The invention and popularity of the Internet has been a catalyst for humans to be able to question. If I want an answer to something, often Google can find it for me. Just today I wanted to find out how to get to someone’s house. Google showed me how long it would take, if there was any construction going on, multiple routes, and even what it looked like if I was standing in front of the house. We have more information at our fingertips than we ever have before, and Google doesn’t make me feel dumb for asking a question.
But even though Google can quench our thirst for knowledge and satiate our curiosity, what about those things that Google can’t answer? Humans are built for interaction and a search engine just won’t cut it. Technology definitely has it’s place in our lives, but most often, we see great strides in innovation, transformation, and change when we can interact with each other face to face.
That’s where we should take advantage of the power of questions.
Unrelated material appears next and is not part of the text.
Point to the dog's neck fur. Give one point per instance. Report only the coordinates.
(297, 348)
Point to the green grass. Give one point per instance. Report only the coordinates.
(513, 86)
I always find it odd that there are people who view questions as a form of disrespect, an annoyance, or someone just being nosy. Maybe a question is interest. Maybe a question is to understand better. Maybe a question is a springboard. Maybe a question is a chance to learn.
But the funny thing about questions is that chance to learn isn’t one sided. You see, the questioner may be attempting to learn through the question, but we as the receiver have the chance to learn as well. We gain insight into someone else’s mind and thoughts. We gain a new perspective. That may spark something in us, change our minds, inspire new ideas, or even make us rethink everything.
Sometimes as leaders, we view questions as a threat. When we have made a decision, and sometimes spent a great deal of time thinking about all of our options, we don’t like someone coming in a questioning that decision. Honestly, it’s downright scary. I am lucky to work closely with two people who encourage just that. And even though it’s still really challenging, they have taught me to not be afraid, not to be self centered, not to be embarrassed, and most importantly, to trust.
If we can disconnect ourselves from the fear of questions, we will find what makes us great. The interaction we receive will be worth the risk. No amount of Googling will give us the power of the questions of the human beings around us. Learn from that power. Capitalize on it. For every great idea started with a small thought that was built on by many, asking questions all along the way.